14ymedio bigger14ymedio, Havana, 15 October 2021 — Cuban officialdom continues with its defamation campaign against Yunior García Aguilera and 15N (November 15), which had initially been called for a nationwide demonstration on November 20, which it was decided to advance to the 15th after the Government announced the National Defense Day for that date.

“The baseness is such that they have cut off our Internet services so that we cannot even defend ourselves within our networks,” said the playwright and member of the Archipiélago group. Although he says that “Cuban ingenuity also knows how to circumvent these internal blockades.”

The activist made clear in a post on his in a post on his Facebook profile: “If there were justice and we had 15 minutes on national television, the entire lie that the power structure has fabricated would collapse instantly.”

He also requested “with respect that the lynching against any Cuban who honestly defends his principles, regardless of political color, ceases. When we say ‘with everyone and for the good of everyone’, we mean it.”

García, one of the promoters of 15N, recalled that his “generation grew up hearing the phrase: ‘for your own good, speak softly’,” and that some of his friends have left the island or “dream of doing so soon.”

He explains that he does not want his phone to be recharged or to be sent a pair of shoes, he wants “Cuba to be the nation to which everyone can return whenever they want, think how they think, and from which no one else wants to leave.”

He regretted that in 2022 Cuba “will mark 70 years without democracy” and that the revolutionary promises on “rights, justice, freedom and free elections” turned into a Soviet appendage. And what “promised to be as green as the palms” was “wrapped in a red cloak with a hammer and sickle guarding the lone star.”

The playwright also made reference to the fact that “single thought, censorship and political persecution have been the daily bread of any Cuban who does not submit to the control of the bosses. And the end of the Cold War only increased our misery. We are survivors of an unfinished war, in which we were neither victors nor defeated, only hostages of an obsolete dogma, of a clan of officials clinging to power and its privileges, of a whim propped up with Russian-made rifles.”

On November 15, García said, “we will march without hatred” for “a right that has never been respected in 62 years of dictatorship, but we are going to conquer it with civility. The whole world will be looking towards Cuba that day.”

Hoping that no more generations go by without being able to “freely choose their ideology, their party and their president,” as happened with their parents, who have had to “resign themselves to the decision of others” and ratify them “to avoid looking for problems.”

For the Archipiélago member, “it is past time to say what we think out loud.” Although he knows that “power plays dirty, that it gives combat orders against its own people, that it lies to our faces, that it would even be capable of infiltrating its paramilitaries into the march to generate violence and blame us. Each citizen must be responsible for their own conduct and uphold the peaceful and firm attitude that we have called for.”

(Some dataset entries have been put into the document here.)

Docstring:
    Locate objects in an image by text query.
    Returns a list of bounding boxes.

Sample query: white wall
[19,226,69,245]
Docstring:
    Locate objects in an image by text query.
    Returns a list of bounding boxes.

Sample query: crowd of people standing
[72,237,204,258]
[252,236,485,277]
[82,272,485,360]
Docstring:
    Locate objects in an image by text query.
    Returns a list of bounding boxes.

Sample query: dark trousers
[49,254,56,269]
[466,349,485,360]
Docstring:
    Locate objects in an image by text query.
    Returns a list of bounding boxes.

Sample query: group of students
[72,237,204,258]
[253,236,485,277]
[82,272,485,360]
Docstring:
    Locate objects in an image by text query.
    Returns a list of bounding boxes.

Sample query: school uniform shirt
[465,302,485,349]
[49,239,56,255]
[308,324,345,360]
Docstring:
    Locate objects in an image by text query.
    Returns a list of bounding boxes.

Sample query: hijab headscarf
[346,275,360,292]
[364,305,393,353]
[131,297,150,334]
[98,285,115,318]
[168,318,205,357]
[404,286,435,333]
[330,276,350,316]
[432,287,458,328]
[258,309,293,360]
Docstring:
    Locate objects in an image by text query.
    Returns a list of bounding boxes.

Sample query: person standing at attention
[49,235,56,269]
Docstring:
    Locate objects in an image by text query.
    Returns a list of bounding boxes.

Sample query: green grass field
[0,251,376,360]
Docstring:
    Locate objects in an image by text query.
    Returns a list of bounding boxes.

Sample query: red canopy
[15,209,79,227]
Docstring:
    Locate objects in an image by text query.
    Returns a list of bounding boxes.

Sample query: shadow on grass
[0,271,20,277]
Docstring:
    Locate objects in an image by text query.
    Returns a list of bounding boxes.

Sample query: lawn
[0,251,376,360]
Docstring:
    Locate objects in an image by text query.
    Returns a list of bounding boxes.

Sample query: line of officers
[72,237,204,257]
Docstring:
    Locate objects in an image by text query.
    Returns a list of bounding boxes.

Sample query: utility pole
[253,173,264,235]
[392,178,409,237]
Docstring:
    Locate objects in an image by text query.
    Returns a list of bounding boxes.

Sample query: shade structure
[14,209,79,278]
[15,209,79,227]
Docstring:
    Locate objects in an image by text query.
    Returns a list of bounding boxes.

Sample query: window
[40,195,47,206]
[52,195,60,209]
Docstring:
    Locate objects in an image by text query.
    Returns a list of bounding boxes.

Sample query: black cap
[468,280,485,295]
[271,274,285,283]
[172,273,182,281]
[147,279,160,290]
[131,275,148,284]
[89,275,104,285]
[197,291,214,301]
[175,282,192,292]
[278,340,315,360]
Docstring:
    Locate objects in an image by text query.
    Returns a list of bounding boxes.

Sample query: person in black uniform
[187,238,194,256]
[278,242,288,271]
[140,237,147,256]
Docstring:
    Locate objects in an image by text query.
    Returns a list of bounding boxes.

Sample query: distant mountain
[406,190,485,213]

There is no doubt for Yunior that “November 15 can and should be a beautiful day. Wherever a Cuban lives, we know that his heart will be in Cuba.” And he is confident that “the powerful will not insist on behaving in a cowardly way against their own citizens. Do not repeat the crime of July 11. Hopefully officers and soldiers understand that there is no honor in obeying immoral orders.”

To those who continue to use his work with cultural institutions as “blackmail”, Yunior García reminded them that “working is a right, not a privilege” and that he has “given as much as or more than what I have received.”

He thanked his teachers for the education they gave him, but he let the government know that he had already paid for all his studies. “Know it. I went to all the schools in the countryside, cut sugarcane, harvested potatoes in Artemisa and coffee in Pinares de Mayarí. I completed two years of social service receiving the illusion of a salary.”